— As-salam alaykoum, salue doucement la jeune fille.
Le jeune homme sursaute, baisse les yeux. Ses longs cils effleurent la peau délicate de ses joues.
— Wa alaykoum salam, répond-il en relevant légèrement la tête. Il ajoute d’une voix basse :
— Ne reste pas là… entre.
Elle incline la tête, s’accroupit avec grâce, retire ses sandales, dévoilant des chaussettes noires sobres qui épousent ses pieds. Elle pose le pied droit sur la petite marche, franchit le seuil. L’intérieur est vaste, baigné de lumière. Les fenêtres grandes ouvertes laissent passer un vent léger qui agite les nattes étendues au sol.
Le jeune homme ne bouge pas, mais ses yeux, eux, sont captifs. Qui est-elle ? D’où vient-elle, avec cette allure, ces cils interminables, cette aura ? Un frisson lui traverse la nuque non de désir, mais de peur : peur de souiller sa foi en s’attardant trop sur une étrangère.
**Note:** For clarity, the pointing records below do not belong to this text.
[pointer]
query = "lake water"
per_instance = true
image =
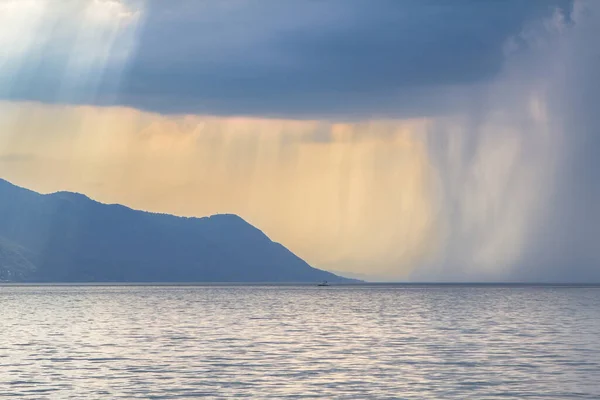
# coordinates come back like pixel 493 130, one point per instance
pixel 407 342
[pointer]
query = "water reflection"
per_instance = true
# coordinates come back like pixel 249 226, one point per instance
pixel 260 342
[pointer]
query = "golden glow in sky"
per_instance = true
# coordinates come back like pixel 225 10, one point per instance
pixel 341 195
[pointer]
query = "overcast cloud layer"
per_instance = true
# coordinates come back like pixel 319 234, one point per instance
pixel 498 181
pixel 309 59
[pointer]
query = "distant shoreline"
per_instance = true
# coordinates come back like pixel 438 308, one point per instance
pixel 300 284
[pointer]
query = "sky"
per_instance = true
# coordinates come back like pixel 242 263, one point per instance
pixel 388 139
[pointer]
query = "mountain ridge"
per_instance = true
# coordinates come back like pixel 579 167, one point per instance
pixel 70 237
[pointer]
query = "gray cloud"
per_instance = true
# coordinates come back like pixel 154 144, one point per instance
pixel 305 59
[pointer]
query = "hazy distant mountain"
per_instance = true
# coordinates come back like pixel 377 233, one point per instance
pixel 67 237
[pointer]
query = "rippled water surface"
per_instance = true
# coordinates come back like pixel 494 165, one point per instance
pixel 434 342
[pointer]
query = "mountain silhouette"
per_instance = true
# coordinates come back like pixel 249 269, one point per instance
pixel 67 237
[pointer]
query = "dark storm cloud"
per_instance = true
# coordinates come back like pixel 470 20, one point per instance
pixel 312 58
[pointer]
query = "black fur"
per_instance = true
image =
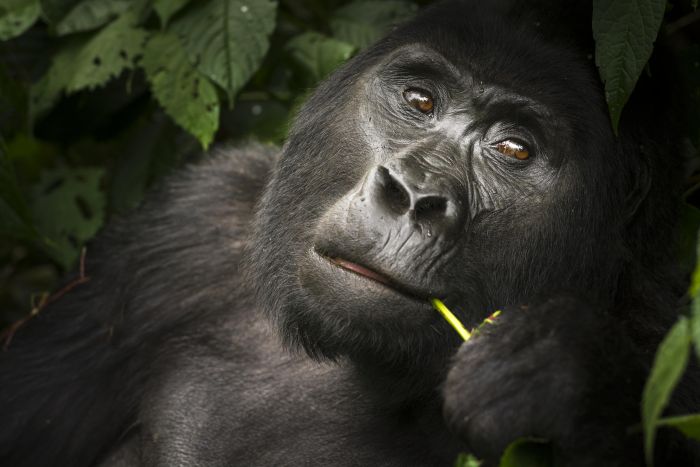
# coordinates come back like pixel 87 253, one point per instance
pixel 163 357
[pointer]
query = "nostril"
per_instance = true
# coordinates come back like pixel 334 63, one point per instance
pixel 391 192
pixel 430 208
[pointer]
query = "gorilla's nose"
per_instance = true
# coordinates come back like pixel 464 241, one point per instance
pixel 407 194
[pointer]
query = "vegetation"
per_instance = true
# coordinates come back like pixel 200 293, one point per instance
pixel 101 98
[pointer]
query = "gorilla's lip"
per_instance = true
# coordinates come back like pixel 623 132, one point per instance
pixel 364 271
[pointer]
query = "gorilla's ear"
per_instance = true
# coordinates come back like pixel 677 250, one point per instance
pixel 640 186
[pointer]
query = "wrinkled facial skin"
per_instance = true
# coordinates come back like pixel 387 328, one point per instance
pixel 379 203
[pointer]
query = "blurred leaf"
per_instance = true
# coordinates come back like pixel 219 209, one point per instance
pixel 86 64
pixel 690 223
pixel 318 55
pixel 190 99
pixel 167 8
pixel 227 39
pixel 689 425
pixel 624 32
pixel 16 16
pixel 527 452
pixel 467 460
pixel 264 118
pixel 689 62
pixel 91 14
pixel 29 156
pixel 363 23
pixel 695 325
pixel 54 10
pixel 68 206
pixel 695 306
pixel 669 364
pixel 15 218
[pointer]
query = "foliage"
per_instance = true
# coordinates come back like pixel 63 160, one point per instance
pixel 624 31
pixel 101 98
pixel 83 104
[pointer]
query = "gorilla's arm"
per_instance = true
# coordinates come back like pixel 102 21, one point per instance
pixel 73 376
pixel 561 370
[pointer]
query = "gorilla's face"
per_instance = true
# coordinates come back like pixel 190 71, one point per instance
pixel 431 168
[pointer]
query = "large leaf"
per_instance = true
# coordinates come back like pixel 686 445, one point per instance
pixel 91 14
pixel 189 98
pixel 68 207
pixel 15 218
pixel 54 10
pixel 467 460
pixel 167 8
pixel 89 63
pixel 16 16
pixel 669 364
pixel 318 55
pixel 624 32
pixel 694 293
pixel 689 425
pixel 227 39
pixel 364 22
pixel 527 452
pixel 688 243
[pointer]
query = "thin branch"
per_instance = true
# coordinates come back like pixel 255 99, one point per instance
pixel 682 22
pixel 9 333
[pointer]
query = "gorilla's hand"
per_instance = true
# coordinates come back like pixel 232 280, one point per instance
pixel 559 370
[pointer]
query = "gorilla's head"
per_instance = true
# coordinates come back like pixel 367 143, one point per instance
pixel 468 156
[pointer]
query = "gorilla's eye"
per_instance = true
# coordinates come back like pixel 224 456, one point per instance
pixel 513 149
pixel 419 99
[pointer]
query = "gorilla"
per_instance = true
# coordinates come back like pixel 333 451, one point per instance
pixel 263 309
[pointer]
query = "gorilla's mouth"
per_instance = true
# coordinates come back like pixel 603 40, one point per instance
pixel 360 270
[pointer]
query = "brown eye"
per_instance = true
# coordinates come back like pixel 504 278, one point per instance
pixel 513 149
pixel 420 100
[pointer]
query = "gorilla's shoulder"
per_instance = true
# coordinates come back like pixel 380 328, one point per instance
pixel 228 170
pixel 214 196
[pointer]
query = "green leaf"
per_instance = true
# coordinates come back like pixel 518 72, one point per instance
pixel 624 32
pixel 690 223
pixel 54 10
pixel 68 207
pixel 15 218
pixel 91 14
pixel 689 425
pixel 363 23
pixel 695 320
pixel 89 63
pixel 527 452
pixel 16 16
pixel 227 39
pixel 189 98
pixel 467 460
pixel 669 364
pixel 167 8
pixel 318 55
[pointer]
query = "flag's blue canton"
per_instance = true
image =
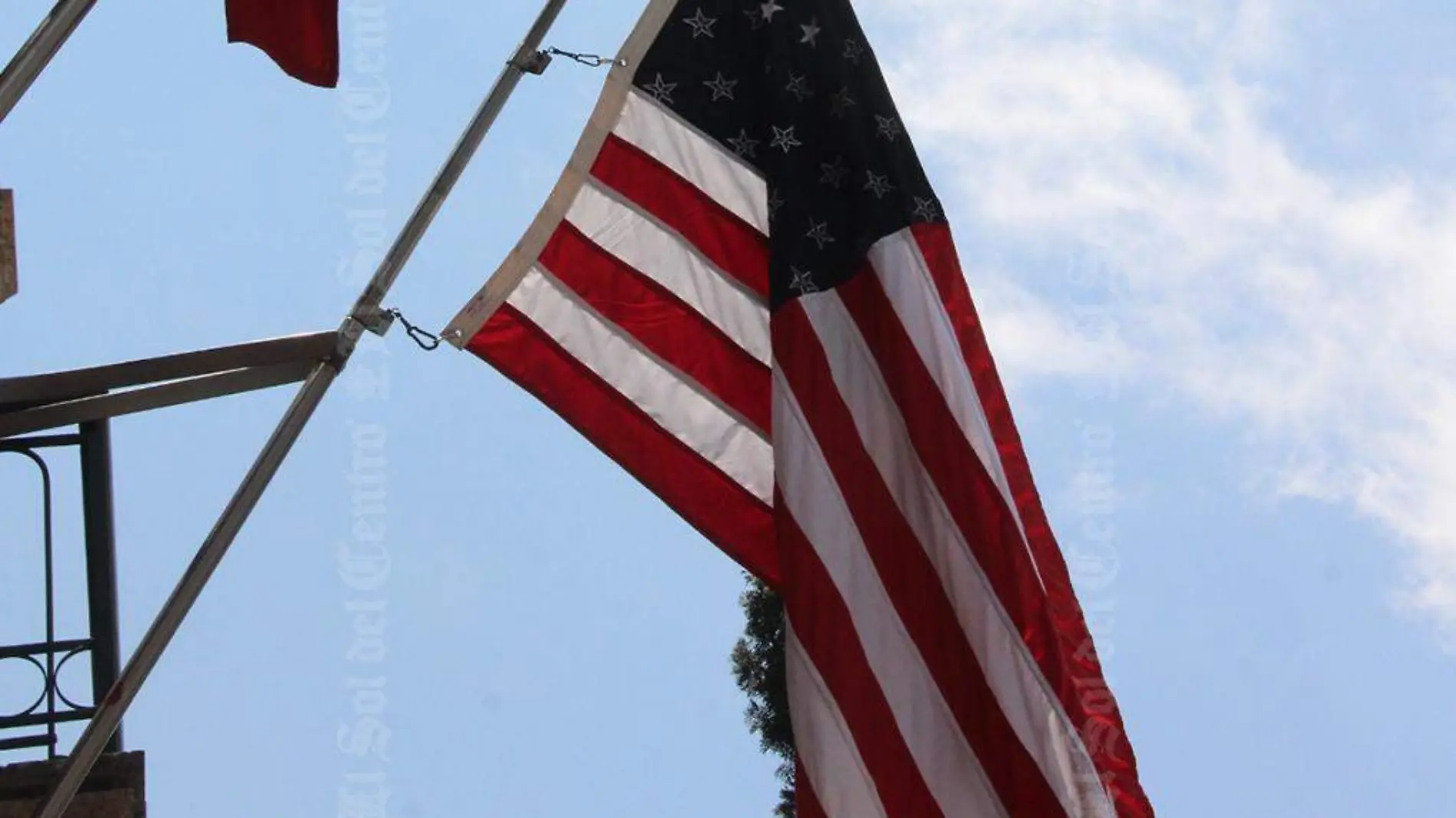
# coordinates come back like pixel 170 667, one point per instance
pixel 795 90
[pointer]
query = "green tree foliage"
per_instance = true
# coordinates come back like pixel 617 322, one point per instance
pixel 757 664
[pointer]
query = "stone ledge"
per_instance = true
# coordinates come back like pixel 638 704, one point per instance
pixel 114 789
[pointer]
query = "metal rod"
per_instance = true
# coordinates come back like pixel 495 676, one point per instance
pixel 40 441
pixel 152 398
pixel 428 207
pixel 18 394
pixel 40 50
pixel 101 562
pixel 155 643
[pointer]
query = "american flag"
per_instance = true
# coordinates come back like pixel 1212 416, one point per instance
pixel 744 292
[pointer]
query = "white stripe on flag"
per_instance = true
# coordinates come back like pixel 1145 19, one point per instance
pixel 906 278
pixel 810 494
pixel 667 258
pixel 1009 669
pixel 694 418
pixel 658 133
pixel 823 741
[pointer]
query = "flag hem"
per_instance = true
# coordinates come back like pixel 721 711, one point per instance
pixel 603 119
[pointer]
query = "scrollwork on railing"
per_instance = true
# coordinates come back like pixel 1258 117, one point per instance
pixel 48 658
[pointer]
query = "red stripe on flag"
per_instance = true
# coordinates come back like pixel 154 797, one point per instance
pixel 713 502
pixel 804 797
pixel 1087 696
pixel 300 35
pixel 724 239
pixel 907 574
pixel 941 443
pixel 661 322
pixel 823 627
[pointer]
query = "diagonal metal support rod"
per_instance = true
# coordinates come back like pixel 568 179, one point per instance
pixel 210 555
pixel 40 50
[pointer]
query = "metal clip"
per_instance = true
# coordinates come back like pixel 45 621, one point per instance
pixel 535 63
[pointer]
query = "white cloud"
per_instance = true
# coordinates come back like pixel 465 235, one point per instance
pixel 1312 305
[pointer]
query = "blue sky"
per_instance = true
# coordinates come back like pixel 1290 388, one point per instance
pixel 1213 247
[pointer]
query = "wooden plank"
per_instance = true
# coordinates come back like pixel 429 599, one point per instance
pixel 9 276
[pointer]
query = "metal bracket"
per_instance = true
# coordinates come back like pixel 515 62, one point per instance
pixel 378 321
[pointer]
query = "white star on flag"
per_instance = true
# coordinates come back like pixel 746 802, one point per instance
pixel 785 139
pixel 702 24
pixel 721 87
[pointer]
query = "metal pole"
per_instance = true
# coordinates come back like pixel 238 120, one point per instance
pixel 110 711
pixel 40 50
pixel 101 562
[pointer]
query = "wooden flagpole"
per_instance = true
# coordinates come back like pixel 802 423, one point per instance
pixel 40 50
pixel 366 315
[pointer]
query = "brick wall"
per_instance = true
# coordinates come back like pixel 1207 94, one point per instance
pixel 116 788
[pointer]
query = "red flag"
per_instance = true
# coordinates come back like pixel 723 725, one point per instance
pixel 746 293
pixel 300 35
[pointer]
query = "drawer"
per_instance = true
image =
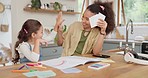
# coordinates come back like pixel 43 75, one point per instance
pixel 51 51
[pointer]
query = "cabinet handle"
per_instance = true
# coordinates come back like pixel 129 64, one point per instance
pixel 54 50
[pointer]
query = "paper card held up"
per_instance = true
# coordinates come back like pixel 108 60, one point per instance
pixel 93 20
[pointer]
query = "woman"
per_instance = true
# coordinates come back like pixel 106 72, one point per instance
pixel 80 38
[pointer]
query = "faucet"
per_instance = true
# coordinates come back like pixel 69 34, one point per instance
pixel 127 49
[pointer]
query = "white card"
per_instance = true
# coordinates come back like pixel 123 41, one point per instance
pixel 93 20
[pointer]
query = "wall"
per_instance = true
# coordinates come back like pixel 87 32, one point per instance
pixel 47 19
pixel 137 31
pixel 5 18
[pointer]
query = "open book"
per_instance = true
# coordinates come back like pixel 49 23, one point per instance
pixel 69 61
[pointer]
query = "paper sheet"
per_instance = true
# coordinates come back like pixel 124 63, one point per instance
pixel 41 74
pixel 69 61
pixel 93 20
pixel 71 70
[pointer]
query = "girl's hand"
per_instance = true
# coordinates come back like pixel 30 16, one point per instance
pixel 59 21
pixel 103 25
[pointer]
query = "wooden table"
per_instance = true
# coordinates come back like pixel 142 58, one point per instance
pixel 119 69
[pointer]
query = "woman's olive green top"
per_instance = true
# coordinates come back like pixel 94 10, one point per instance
pixel 72 38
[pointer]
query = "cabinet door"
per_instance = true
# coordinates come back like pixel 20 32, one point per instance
pixel 51 52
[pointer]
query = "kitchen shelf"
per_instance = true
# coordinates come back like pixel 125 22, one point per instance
pixel 29 9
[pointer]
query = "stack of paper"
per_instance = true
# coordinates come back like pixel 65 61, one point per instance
pixel 69 61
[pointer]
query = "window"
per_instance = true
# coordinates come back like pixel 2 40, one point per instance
pixel 137 10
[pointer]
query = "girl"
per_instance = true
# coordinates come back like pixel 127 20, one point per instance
pixel 29 39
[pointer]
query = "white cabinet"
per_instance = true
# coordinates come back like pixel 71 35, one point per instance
pixel 108 45
pixel 51 52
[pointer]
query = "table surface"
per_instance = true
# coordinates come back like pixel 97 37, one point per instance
pixel 119 69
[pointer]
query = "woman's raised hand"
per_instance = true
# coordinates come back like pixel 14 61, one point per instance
pixel 103 25
pixel 59 21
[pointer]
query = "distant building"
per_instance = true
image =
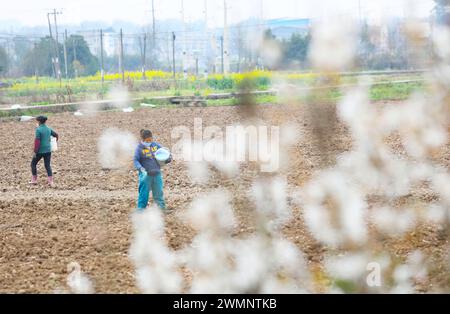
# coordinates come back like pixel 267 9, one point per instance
pixel 285 28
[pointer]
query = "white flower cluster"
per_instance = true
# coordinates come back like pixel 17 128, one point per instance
pixel 335 204
pixel 155 263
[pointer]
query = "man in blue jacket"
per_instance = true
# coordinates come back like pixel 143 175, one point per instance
pixel 150 177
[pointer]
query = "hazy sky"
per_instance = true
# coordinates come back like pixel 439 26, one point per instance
pixel 33 12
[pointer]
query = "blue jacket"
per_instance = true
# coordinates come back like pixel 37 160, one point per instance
pixel 144 157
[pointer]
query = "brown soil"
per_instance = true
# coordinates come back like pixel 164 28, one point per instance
pixel 86 216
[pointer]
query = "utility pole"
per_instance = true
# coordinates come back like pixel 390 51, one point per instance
pixel 36 72
pixel 58 67
pixel 173 55
pixel 65 53
pixel 154 23
pixel 122 70
pixel 102 69
pixel 143 54
pixel 222 54
pixel 184 56
pixel 225 61
pixel 51 41
pixel 75 60
pixel 359 13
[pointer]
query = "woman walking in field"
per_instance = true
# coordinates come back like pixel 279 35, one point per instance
pixel 43 149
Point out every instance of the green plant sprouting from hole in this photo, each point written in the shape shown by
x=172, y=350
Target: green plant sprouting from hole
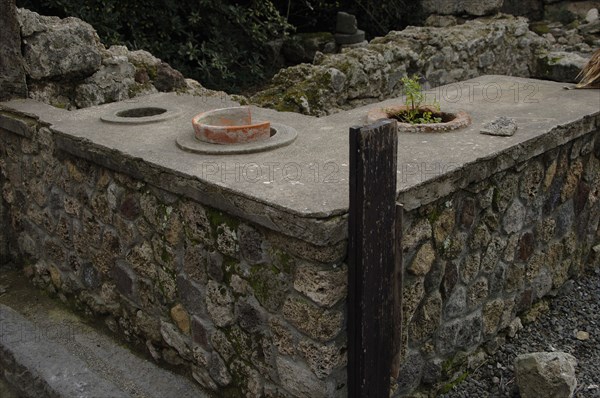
x=415, y=100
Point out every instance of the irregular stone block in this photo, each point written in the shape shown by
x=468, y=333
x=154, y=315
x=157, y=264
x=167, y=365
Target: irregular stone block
x=75, y=46
x=324, y=286
x=453, y=7
x=319, y=324
x=299, y=380
x=323, y=359
x=219, y=304
x=546, y=374
x=501, y=126
x=345, y=23
x=559, y=66
x=346, y=39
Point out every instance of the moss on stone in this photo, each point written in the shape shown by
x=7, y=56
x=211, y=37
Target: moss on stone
x=218, y=218
x=541, y=28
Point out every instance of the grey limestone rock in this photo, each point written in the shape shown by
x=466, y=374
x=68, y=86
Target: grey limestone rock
x=546, y=374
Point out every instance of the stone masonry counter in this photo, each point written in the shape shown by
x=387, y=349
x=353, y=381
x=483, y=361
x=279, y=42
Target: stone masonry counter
x=232, y=267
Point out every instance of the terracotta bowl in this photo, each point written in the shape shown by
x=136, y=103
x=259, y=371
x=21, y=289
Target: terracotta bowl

Elle relève les yeux vers lui.
— Sauriez-vous où est passé Oustaz Aboubakir ?
Il baisse aussitôt le regard, le cœur battant, puis répond d’une voix calme :
— Mon père est absent aujourd’hui. Il m’a chargé de le remplacer.
Son père ?
Elle ouvre de grands yeux. Ce garçon est donc le fils de son maître ? Oustaz Aboubakir ? Elle ne l’a jamais vu auparavant. Il faut dire que l’homme a de nombreux enfants, en particulier des fils.
Le jeune homme lui fait signe de s’asseoir. Elle s’exécute, sort son Coran, l’ouvre à la page prévue. Lui, l’observe discrètement. Son père lui a confié l’enseignement de ceux qui viendraient aujourd’hui au marquage. Il prend son rôle à cœur.
— Approchez-vous… euh… Il s’interrompt, embarrassé.
— Nora. Je m’appelle Nora, dit-elle doucement.
Elle s’approche. Lorsqu’il voit qu’elle est sur la sourate Maryam, son cœur se réchauffe. L’une de ses préférées. Il lui demande de lire les derniers versets pour repérer où elle s’est arrêtée. Nora lit. Sa voix s’élève, claire et belle. Une récitation douce, presque chantée. Il en a entendu des voix féminines psalmodier le Coran, mais celle-ci… elle est différente. Elle touche quelque chose d’indicible. Il murmure un Masha-Allah, ses lèvres à peine entrouvertes.
Elle sourit, un peu gênée, mais touchée. Il lui apprend alors les versets suivants. Il commence, comme il se doit, par demander la protection d’Allah contre Satan le lapidé. Puis il récite :
> « Elle dit : Je me réfugie contre toi auprès du Tout Miséricordieux, si tu es pieux, [ne m’approche point]. Il dit : Je suis en fait un Messager de ton Seigneur pour te faire don d’un fils pur. »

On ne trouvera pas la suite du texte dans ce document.